Page MenuHome GnuPG

Intermittent ssh publickey login failure after upgrade to gnupg 2.5.x
Open, NormalPublic

Description

I have a setup with gnupg acting as ssh agent and ssh key stored on YubiKey smart card. Ever since I've upgraded gnupg from 2.4.8 to 2.5.x I've started getting rare failures with ssh login. On the SSH side all looks fine -- keys are correctly discovered and offered by client, server accepts them but authentication fails. All ssh server has to say about this is:
debug1: child_reap: preauth child 7764 for connection from <IP1> to <IP2> exited after unsuccessful auth attempt
retrying login immediately succeeds.

I wasn't sure what to blame as other packages got updated too but today I've finally arrived at "eventual reproducer" which, given enough repetitions, reproduces the issues. After downgrading gnupg back to 2.4.8, I wasn't able to reproduce the issue anymore with total of 1500 ssh connections so I guess most likely culprit is somewhere in new gnupg. The issue seems to be very time sensitive, like some race, perhaps some communication channel is closed before all data was transferred?

Somewhat problematic part of this reproducer is that single pass consists of 100 connections established within 20 seconds, partly in parallel, which makes hard to correlate specific ssh invocation with log messages. Although to be fair I don't see any errors with "debug-log advanced" both in gpg-agent.conf and scdaemon.conf.

I fully realize the issue is scarce on details what might be wrong, but I would appreciate some ideas how could I diagnose it further.

Details

Version
2.5.18

Event Timeline

werner added a subscriber: werner.

Hi!

You need to get a log form gpg-agent. Put this into ~/.gnupg/gpg-agent/conf

log-file /somewhere/gpg-agent/log
verbose

this should show any errors gpg-agent encounters. If you do not see anything, add a second verbose line.

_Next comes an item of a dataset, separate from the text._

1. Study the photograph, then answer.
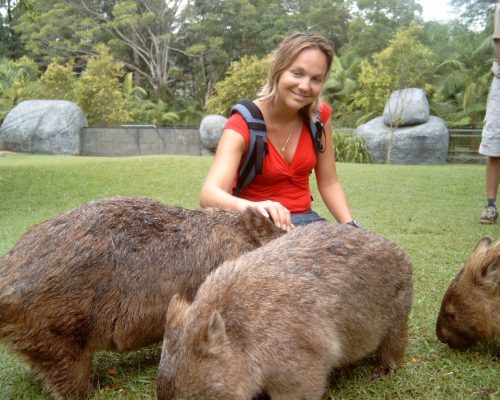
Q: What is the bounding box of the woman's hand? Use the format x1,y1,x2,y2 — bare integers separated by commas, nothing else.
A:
248,200,295,232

Extra debug lines should not be necessary as we only use --verbose in command.ssh.c. Make sure that systemd does not try to start another gpg-agent.

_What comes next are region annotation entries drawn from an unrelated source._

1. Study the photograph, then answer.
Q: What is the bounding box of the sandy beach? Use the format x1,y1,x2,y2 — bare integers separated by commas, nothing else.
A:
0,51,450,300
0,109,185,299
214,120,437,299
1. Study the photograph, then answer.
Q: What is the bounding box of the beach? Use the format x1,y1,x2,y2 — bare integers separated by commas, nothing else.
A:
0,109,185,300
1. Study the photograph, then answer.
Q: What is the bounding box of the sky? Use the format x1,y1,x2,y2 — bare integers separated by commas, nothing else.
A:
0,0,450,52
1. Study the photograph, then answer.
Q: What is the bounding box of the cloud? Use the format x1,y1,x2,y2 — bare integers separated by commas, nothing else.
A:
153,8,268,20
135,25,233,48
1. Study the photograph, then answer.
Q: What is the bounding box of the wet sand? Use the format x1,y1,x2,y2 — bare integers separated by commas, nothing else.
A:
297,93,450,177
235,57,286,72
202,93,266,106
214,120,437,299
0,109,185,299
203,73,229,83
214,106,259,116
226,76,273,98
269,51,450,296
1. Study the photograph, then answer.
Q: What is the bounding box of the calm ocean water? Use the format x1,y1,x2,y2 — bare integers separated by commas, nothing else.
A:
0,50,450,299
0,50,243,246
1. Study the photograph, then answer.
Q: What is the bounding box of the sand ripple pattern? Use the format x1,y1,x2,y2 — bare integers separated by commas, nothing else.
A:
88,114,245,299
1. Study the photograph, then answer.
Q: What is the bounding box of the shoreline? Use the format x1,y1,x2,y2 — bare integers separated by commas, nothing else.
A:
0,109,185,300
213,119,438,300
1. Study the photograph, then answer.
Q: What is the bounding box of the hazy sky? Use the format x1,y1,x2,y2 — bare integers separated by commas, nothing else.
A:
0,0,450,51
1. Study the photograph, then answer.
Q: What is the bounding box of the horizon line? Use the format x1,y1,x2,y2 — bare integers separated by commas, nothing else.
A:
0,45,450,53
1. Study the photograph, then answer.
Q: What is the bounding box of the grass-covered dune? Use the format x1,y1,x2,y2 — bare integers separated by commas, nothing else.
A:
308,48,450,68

What kind of ssh keys are involved - RSA? This might be related to T7882

I've already tried with verbose which gave no errors. That's why I moved to debug logging. With double verbose I don't see anything wrong either. Excerpt from log for relevant 100 connections among which 1 failed:

$ cat gpg.log | 
    sed 's/.*gpg-agent\[[0-9]*\] //'  | # remove date, time and process id                            
    grep -v 'ssh handler .* \(started\|terminated\)' | # appears to be mostly noise wit hex address
    sort|uniq -c
     80 new connection to /usr/libexec/gnupg2/scdaemon daemon established
     20 new connection to /usr/libexec/gnupg2/scdaemon daemon established (reusing)
    100 received ssh request of length 1
    100 received ssh request of length 208
    100 received ssh request of length 748
    100 sending ssh response of length 1
    100 sending ssh response of length 281
    100 sending ssh response of length 626
    100 ssh request handler for extension (27) ready
    100 ssh request handler for extension (27) started
    100 ssh request handler for request_identities (11) ready
    100 ssh request handler for request_identities (11) started
    100 ssh request handler for sign_request (13) ready
    100 ssh request handler for sign_request (13) started
    100 ssh-agent extension 'session-bind@openssh.com' not supported
    100 ssh-agent extension 'session-bind@openssh.com' received

What kind of ssh keys are involved - RSA? This might be related to T7882

Could be related:

debug3: sign_and_send_pubkey: signing using rsa-sha2-512 SHA256:...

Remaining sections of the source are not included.